Background information
- Also known as: Fizzyflow
- Born: Amary Lorenzo
- Origin: West Ealing, West London
- Genres: British hip hop; grime; dance-pop;
- Occupations: Rapper; MC; singer-songwriter; record producer; composer;
- Instruments: drum machine; keyboards; sampler; synthesizer; vocals;
- Years active: 2008–present
- Labels: Black Butter Records Stay Fizzy Records Ministry of Sound

= Scrufizzer =

British musician

Amary Lorenzo, better known as Scrufizzer, is an English rapper, MC, singer-songwriter, and record producer from West London. He first gained recognition as a grime producer before building a reputation for his bashment-influenced flow and versatility.

== Career ==
Scrufizzer, a member of the production group Funkystepz, released his first mixtape entitled My First Steps in 2007. With support ranging from Zane Lowe and Annie Mac to Dizzee Rascal, Ed Sheeran and Wiley, Scrufizzer has gone on to perform with top names, including Wiley and DJ Cameo as well as opening for Kendrick Lamar in shows across the UK. BBC Radio 1Xtra DJ, DJ Cameo, joined the Kendrick Lamar tour as Scrufizzer's DJ, and has called Scrufizzer his protégé. In a January 2013 interview, Rock Feedback claimed Scrufizzer to have "the quickest flow in the game right now, and with it, Scrufizzer has become one of the most exciting prospects in the grime scene."

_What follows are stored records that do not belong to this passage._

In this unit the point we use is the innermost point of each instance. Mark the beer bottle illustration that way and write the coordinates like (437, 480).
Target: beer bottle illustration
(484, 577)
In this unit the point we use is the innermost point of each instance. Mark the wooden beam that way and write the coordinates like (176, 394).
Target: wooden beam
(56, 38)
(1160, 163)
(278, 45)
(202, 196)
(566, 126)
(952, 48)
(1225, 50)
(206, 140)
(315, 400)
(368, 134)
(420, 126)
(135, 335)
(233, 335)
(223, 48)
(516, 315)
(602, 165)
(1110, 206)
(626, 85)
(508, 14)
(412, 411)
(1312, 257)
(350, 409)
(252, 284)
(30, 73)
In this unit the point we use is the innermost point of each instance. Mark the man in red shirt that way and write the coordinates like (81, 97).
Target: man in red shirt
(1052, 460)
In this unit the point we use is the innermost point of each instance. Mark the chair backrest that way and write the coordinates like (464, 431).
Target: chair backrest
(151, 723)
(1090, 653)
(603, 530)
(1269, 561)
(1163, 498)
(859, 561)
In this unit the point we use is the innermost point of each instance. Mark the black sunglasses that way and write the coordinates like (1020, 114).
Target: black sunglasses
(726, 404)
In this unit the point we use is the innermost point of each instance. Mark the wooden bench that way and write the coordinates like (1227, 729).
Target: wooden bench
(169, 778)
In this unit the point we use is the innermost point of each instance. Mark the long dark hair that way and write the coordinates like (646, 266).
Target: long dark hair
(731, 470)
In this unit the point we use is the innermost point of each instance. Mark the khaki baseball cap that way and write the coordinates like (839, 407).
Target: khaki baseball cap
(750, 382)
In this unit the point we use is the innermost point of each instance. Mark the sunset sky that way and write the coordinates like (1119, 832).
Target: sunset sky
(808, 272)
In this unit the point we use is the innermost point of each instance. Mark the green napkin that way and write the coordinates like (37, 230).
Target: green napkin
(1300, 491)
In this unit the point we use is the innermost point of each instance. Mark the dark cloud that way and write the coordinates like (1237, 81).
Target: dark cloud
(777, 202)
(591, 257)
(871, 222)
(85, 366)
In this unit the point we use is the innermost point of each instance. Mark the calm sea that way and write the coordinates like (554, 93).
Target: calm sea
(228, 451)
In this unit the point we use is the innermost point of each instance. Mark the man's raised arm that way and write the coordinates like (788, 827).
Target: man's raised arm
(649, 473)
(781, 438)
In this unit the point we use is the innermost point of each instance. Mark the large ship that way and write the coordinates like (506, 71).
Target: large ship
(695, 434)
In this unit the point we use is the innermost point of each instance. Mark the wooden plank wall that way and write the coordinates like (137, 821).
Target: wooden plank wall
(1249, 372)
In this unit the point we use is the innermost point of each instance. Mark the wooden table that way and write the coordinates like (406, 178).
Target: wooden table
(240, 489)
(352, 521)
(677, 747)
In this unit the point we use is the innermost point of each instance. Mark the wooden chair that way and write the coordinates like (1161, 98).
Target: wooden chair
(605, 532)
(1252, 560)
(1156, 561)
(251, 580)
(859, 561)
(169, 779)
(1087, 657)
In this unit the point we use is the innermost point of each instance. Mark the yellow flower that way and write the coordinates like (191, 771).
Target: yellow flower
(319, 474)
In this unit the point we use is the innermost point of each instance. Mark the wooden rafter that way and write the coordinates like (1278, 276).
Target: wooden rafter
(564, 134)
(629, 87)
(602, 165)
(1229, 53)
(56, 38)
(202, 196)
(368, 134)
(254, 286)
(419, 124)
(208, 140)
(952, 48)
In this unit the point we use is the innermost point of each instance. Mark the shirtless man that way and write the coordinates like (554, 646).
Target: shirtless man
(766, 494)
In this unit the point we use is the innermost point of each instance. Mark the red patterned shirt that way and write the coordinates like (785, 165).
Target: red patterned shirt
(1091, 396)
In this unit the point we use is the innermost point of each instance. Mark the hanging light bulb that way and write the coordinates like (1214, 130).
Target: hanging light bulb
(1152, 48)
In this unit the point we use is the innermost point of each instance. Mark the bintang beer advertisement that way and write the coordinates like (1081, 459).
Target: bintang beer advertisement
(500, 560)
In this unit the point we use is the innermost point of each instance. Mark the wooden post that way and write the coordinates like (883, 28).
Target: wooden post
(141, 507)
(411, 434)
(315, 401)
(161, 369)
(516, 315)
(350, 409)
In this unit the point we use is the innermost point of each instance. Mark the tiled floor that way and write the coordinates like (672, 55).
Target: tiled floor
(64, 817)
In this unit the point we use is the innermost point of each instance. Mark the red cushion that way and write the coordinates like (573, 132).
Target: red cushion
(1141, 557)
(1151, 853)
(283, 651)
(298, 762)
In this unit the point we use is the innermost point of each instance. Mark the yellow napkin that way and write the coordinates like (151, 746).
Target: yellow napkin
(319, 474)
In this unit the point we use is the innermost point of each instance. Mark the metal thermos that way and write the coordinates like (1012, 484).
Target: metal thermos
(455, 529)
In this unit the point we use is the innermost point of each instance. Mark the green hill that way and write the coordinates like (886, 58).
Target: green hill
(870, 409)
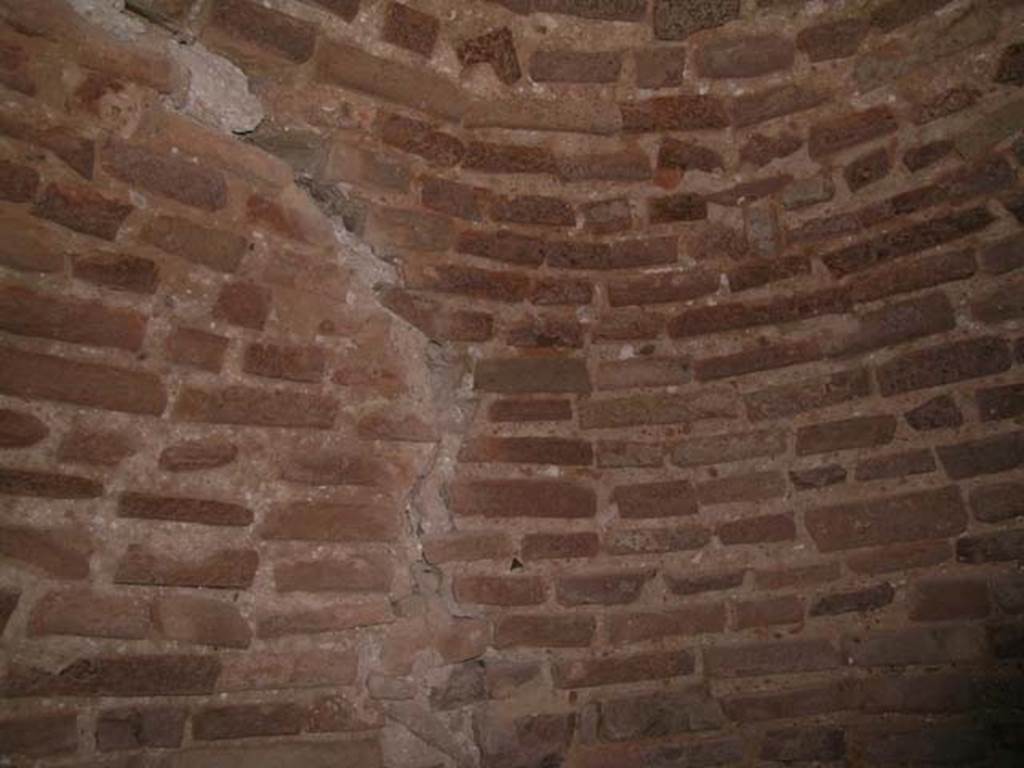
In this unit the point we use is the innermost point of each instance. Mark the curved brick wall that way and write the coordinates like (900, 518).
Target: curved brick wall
(525, 383)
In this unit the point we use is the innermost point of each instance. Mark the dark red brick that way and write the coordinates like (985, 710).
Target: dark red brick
(285, 36)
(83, 210)
(945, 364)
(906, 517)
(523, 499)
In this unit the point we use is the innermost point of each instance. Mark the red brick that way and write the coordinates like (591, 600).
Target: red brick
(649, 500)
(523, 499)
(411, 29)
(559, 546)
(792, 702)
(906, 241)
(830, 40)
(242, 303)
(775, 101)
(858, 432)
(225, 568)
(574, 67)
(421, 139)
(88, 613)
(944, 365)
(38, 735)
(916, 646)
(695, 584)
(534, 210)
(496, 48)
(753, 486)
(522, 375)
(687, 112)
(1000, 547)
(196, 348)
(150, 507)
(862, 600)
(947, 598)
(656, 409)
(83, 210)
(602, 589)
(693, 620)
(659, 68)
(539, 631)
(201, 621)
(284, 36)
(48, 378)
(133, 728)
(492, 158)
(773, 657)
(484, 590)
(744, 56)
(18, 183)
(790, 399)
(899, 557)
(736, 315)
(315, 621)
(834, 134)
(655, 541)
(268, 408)
(330, 521)
(155, 675)
(190, 183)
(588, 673)
(240, 721)
(904, 275)
(658, 715)
(554, 451)
(368, 572)
(676, 19)
(937, 413)
(996, 502)
(905, 517)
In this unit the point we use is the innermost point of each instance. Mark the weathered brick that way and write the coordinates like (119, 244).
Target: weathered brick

Scrufizzer has appeared on tracks of high-profile artists, including "Guts N' Glory" by Dizzee Rascal, "Werkin Girls" by Angel Haze, "Kingpin" by DJ Friction & Skream, M. J. Cole's "Southern Electric", and Loadstar's "Do You Feel Me". Scrufizzer also featured on Toddla T & Cleo Sol's "Code to Crack" which received its first radio play by MistaJam. He appeared on Lunar C's track "Back on the Step" alongside Mic Righteous and on Danny Brown's 2013 album Old. Other collaborations include DJ Cameo alongside Maxsta, Kozzie and Dot Rotten.

With his trademark "fizzy flow", Scrufizzer combines rap with modern grime, which led The Guardian to name him one of the "ones to watch in 2013".

Scrufizzer's debut single "Rap Rave" was released on 28 January 2013 on Stay Fizzy Records/Ministry of Sound. The Independent said that Scrufizzer "might, perhaps be considered one of the highest rated young MCs to be part of this new wave." "Rap Rave", produced by Paperbwoy, shows off Scrufizzer's distinct 'fizzy flow' and spitting techniques. In early 2013, BBC 1xtra's Nick Bright reckoned that Scrufizzer was the fastest spitter in the UK.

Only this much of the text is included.